In my opinion, the use of fluoroquinolones in hospitals in Taiwan are regulated by antibiotic stewardship programmes. As such, if healthcare workers are concerned about the FDA warning, they may avoid using fluoroquinolones. However, they may face other challenges in managing patients with potential underlying AA or at high-risk of Marfan syndrome. In relation to the FDA warning of the risk of aortic tear, physicians should evaluate the patient’s condition to determine whether to avoid using fluoroquinolones. For instance, in patients with common atherosclerotic risks such as hypertension and smoking, it is not necessary to avoid the use of fluoroquinolone.

Q4. What precautions should clinicians take when prescribing fluoroquinolones for patients with AA/AD or those who are at risk for these conditions according to your study?

This study emphasises the importance of considering coexisting infections and the safety of antibiotics using real-world data.  Confounding by indication and choosing an adequate comparator of antibiotic is important in the evaluation of antibiotic safety. In patients with infection who potentially require fluoroquinolone treatment, aorta tears should not be a contraindication before further evidence is available.

Q5. What is your advice to clinicians on the use of fluoroquinolones?

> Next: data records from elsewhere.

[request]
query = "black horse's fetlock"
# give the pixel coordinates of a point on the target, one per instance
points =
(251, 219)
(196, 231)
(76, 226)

In cases of moderate/severe community-acquired pneumonia (CAP), especially when Legionella infection is a concern, respiratory fluoroquinolones may be a good treatment option. In other deep Gram-negative bacterial infections without fluoroquinolones resistance, fluoroquinolones may have better penetration than beta-lactam antibiotics. In areas of endemic non-typhoid Salmonella bacterial infection, the use of fluoroquinolones and other antibiotics classes should be balanced. There is inadequate evidence of causal relationship between fluoroquinolones and AA/AD. In cases of Salmonella mycotic aneurysm or deep infection, fluoroquinolones should still be the antimicrobial of choice – particularly in cases with cephalosporin treatment failure.

References

1. Daneman N, et al. BMJ Open 2015;5:ee010077.
2. Lee CC, et al. JAMA Intern Med 2015;175:1839-1847.
3. Lee CC, et al. J Am Coll Cardiol 2018;72:1369-1378.
4. Pasternak B, et al. BMJ 2018;360:k678.
5. Emmerson AM, Jones AM. J Antimicrob Chemother 2003;51(Suppl 1):13-20.
6. US Food and Drug Administration. FDA warns about increased risk of ruptures or tears in the aorta blood vessel with fluoroquinolone antibiotics in certain patients. Available at: https://www.fda.gov/drugs/drug-safety-and-availability/fda-warns-about-increased-risk-ruptures-or-tears-aorta-blood-vessel-fluoroquinolone-antibiotics. Accessed 30 October 2020.
7. European Medicines Agency. Pharmacovigilance Risk Assessment Commettee (PRAC): Minutes of PRAC meeting on 10–13 May 2016. Available at: https://www.ema.europa.eu/en/documents/minutes/minutes-prac-meeting-10-13-may-2016_en.pdf. Accessed 30 October 2020.
8. Dong YH, et al. JAMA Intern Med 2020 Sep 8;e204192. doi: 10.1001/jamainternmed.2020.4192. Online ahead of print.
9. Michel JB, et al. Cardiovasc Res 2011;90:18-27.
10. Trifirò G, et al. CMAJ 2017;189:E560-E568.